In case you missed it, Michael Bradley started and played 84 minutes for the US men’s national team in the first game of the Gregg Berhalter era on Sunday night. I thought he played well.

As per usual with Bradley, though, his performance led to polarized opinions.

I’m not here to discuss whether Michael Bradley is good at soccer. I’m not here to discuss whether Michael Bradley should be held accountable for any sins. Those conversations make me want to send tweets that would get me fired. I’m here to say that Michael Bradley’s skill set fits with how Berhalter wants to play, and it/he will – and should – be an important part of Berhalter’s plan going forward.

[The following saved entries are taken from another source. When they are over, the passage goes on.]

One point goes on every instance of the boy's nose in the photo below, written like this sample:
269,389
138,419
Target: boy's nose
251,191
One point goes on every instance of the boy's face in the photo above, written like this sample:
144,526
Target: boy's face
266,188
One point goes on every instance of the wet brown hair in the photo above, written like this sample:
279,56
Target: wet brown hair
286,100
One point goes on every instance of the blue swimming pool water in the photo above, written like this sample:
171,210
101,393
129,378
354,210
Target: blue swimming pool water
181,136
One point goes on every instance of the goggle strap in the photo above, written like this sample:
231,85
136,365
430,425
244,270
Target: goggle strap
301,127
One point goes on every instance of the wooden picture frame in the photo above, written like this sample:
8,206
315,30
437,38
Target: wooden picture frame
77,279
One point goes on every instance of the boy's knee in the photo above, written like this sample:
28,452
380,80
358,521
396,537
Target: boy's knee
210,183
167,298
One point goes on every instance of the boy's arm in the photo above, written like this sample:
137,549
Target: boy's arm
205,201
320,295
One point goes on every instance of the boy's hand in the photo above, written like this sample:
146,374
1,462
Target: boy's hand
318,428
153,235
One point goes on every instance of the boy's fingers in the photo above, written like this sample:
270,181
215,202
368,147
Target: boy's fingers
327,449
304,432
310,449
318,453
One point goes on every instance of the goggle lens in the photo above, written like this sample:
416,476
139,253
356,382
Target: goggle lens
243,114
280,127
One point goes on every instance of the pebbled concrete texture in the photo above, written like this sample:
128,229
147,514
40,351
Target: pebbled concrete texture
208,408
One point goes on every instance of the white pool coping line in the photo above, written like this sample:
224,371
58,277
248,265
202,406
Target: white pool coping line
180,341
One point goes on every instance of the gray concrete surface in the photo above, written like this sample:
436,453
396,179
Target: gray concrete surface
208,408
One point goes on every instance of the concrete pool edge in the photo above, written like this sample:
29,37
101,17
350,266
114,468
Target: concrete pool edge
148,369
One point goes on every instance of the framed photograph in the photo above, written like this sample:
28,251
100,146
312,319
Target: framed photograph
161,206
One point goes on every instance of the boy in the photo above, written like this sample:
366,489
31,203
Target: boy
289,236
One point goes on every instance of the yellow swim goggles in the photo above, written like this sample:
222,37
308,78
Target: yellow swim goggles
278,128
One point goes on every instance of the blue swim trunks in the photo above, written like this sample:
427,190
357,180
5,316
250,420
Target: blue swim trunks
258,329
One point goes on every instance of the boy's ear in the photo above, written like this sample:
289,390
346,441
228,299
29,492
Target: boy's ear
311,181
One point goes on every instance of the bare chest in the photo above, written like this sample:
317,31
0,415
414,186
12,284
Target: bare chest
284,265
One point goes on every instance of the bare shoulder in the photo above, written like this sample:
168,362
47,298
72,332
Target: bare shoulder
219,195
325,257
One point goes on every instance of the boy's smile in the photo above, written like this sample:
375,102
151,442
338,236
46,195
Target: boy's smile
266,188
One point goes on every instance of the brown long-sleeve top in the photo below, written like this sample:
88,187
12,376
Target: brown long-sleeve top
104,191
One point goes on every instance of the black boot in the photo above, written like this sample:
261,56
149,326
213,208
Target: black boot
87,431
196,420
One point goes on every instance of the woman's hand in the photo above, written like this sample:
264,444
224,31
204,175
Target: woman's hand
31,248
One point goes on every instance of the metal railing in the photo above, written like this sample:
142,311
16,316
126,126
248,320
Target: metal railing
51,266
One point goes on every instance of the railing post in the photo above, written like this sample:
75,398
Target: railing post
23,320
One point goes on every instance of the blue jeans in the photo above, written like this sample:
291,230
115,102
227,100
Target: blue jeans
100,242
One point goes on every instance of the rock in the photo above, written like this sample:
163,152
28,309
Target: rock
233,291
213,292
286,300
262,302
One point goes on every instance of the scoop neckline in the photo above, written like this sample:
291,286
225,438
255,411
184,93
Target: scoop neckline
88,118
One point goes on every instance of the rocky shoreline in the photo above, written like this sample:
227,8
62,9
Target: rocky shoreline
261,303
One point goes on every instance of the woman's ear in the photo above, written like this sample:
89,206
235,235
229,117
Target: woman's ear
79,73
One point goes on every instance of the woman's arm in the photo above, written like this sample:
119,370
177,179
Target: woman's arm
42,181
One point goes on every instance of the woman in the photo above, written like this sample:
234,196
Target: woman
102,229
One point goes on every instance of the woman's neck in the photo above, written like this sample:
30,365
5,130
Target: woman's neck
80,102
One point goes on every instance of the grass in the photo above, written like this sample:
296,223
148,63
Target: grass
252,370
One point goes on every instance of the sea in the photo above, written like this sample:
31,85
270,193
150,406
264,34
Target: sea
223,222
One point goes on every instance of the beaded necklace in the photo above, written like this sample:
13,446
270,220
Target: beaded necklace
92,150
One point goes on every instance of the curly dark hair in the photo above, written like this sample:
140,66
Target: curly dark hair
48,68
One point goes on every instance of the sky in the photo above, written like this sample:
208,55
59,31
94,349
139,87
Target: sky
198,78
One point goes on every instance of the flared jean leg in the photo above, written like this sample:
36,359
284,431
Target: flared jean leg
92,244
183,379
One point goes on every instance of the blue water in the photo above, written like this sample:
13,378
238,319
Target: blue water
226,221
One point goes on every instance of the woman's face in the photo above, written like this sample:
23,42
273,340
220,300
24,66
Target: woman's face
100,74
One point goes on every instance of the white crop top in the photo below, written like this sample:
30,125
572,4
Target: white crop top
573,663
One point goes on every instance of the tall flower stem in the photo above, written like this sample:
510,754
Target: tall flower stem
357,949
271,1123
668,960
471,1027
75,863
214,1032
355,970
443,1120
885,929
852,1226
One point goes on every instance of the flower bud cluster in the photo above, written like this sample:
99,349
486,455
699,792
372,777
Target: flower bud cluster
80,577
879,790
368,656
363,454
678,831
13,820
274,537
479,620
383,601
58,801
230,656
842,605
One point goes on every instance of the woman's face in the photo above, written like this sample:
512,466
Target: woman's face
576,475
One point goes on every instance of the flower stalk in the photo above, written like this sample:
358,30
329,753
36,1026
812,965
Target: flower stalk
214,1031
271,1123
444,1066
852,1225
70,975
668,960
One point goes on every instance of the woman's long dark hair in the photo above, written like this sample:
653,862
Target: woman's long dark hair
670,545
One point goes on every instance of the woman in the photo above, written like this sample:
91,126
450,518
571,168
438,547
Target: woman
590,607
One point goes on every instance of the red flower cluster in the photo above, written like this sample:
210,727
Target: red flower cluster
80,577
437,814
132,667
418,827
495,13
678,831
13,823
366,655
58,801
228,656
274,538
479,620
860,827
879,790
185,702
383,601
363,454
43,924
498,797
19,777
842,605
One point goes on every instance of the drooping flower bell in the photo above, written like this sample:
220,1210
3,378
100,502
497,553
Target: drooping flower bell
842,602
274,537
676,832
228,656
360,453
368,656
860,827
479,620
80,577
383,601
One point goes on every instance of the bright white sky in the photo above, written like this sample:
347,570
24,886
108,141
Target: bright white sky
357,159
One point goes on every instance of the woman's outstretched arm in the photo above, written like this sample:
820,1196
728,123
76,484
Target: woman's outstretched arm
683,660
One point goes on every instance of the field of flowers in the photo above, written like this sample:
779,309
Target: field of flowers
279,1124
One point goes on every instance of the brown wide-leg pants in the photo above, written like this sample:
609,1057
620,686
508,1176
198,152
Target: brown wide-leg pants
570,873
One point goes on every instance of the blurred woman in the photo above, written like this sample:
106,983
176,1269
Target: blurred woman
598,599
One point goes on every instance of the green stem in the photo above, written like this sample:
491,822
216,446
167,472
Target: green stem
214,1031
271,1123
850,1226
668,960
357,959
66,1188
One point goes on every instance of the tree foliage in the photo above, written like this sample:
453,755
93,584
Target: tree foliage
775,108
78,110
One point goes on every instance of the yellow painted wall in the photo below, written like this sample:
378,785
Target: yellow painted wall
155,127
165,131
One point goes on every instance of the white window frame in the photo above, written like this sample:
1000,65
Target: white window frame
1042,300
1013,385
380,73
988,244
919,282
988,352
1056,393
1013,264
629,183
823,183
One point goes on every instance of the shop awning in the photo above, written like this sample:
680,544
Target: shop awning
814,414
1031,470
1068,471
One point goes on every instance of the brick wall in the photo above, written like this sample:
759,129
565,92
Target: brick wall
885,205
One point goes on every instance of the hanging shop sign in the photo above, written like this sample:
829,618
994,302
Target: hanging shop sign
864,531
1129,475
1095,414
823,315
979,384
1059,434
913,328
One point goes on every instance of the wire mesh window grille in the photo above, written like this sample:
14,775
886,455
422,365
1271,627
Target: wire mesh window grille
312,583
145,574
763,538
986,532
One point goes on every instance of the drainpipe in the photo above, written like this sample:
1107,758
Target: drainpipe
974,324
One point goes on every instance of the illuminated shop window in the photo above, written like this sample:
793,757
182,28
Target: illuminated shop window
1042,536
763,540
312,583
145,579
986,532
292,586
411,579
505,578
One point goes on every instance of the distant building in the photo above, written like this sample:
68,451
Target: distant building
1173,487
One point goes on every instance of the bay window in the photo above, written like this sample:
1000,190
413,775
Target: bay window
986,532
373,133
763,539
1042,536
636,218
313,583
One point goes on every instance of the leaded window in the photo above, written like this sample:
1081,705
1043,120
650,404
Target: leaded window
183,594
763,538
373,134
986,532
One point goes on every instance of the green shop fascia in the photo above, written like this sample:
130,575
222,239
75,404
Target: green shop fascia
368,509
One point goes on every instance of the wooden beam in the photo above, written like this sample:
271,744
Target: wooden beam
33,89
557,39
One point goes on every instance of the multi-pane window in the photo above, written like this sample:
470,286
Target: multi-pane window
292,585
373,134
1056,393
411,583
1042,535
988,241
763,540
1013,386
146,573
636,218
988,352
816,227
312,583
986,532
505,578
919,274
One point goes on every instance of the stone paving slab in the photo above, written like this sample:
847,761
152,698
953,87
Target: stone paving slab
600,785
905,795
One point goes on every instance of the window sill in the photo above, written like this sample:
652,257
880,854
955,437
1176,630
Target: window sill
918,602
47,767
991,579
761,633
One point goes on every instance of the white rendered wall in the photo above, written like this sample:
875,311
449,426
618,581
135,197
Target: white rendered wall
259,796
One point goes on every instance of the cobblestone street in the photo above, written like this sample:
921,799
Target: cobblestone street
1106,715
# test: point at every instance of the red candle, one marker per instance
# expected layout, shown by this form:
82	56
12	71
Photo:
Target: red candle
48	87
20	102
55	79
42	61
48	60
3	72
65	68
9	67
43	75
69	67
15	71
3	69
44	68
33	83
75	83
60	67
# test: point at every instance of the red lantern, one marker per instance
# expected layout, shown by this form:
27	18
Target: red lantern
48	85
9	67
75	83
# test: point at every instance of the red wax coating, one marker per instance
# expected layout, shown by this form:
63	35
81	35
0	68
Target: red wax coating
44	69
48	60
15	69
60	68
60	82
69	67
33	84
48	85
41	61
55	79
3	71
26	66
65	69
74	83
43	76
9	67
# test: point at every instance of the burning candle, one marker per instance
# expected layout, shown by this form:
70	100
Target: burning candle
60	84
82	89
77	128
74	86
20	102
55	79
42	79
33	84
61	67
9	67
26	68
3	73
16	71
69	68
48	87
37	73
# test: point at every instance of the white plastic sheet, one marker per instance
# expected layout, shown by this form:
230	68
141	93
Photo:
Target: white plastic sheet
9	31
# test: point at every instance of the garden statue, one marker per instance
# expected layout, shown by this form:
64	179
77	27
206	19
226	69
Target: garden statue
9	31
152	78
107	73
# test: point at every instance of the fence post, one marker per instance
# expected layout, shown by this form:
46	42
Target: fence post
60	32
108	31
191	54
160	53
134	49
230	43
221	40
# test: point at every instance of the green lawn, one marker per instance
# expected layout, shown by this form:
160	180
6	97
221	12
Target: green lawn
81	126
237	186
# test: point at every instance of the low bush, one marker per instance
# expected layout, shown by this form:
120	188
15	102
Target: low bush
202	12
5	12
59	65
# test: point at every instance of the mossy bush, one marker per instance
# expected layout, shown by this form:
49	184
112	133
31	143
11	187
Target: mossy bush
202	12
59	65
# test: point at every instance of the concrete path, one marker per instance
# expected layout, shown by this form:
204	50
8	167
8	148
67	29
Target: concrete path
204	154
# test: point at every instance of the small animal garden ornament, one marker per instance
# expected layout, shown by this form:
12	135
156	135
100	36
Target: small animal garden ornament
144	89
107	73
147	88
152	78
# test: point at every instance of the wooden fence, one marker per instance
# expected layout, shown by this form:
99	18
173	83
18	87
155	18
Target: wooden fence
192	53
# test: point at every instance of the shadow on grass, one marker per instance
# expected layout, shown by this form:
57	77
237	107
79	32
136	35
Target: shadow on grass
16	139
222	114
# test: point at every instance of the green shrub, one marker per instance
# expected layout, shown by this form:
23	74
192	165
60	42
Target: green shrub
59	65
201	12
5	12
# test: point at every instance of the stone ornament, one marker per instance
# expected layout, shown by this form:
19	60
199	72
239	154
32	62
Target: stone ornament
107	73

Bradley offers something that nobody else in the player pool can provide. Bradley has the most chill on the ball. The game moves slower for him. When he has a defender on his back or the midfield is crowded, he doesn’t panic.

A refreshing and frustrating thing about soccer is that there’s almost always an option out of trouble. When players review film to (hopefully) improve upon their mistakes, they can generally find the pass they should have made. They didn’t notice the option in the moment, usually because they got frazzled. A defender nipping at your heels will do that to you.

It’s not about having the first touch ability to make the move or pass, it’s about having the awareness; staying calm enough to evaluate the situation.

There are multiple trainable skills that go into it – checking your shoulders to survey the field, taking up good positions, proper body shape and a clean first touch. But it all molds into one general concept: Staying chill under pressure. At which Bradley is still king in our player pool.

And if you want to play a possession style and build from the back, you have to have that player.

Possession allows a team to pull the defense to a certain area of the field, then hit them in the spaces they vacated. To do that, you have to make the opposition think they can win the ball. You have to put your own players in tough situations. Otherwise, the defenders won’t pressure the ball and leave their zones. You have to be willing to play passes that you might lose.

Michael Bradley is still the best at not losing those balls.

He’s better at it than Wil Trapp, Tyler Adams, Weston McKennie, Russell Canouse or any other top defensive midfielder in the pool. Bradley is the most calm with the ball under pressure.

You could argue about other parts of Bradley’s game. He doesn’t transition to his defensive duties particularly well anymore (though Sunday’s game against Panama was a renaissance for him at it) and he doesn’t win duels as effectively as he used to. He might have lost a step, as well.

But he still offers the superior characteristic at one of the most vital components of Berhalter’s playing style. If you want Berhalter to play a possession style, involving courage and moxie and keeping the ball on the ground through pressure, you should want Michael Bradley in the team.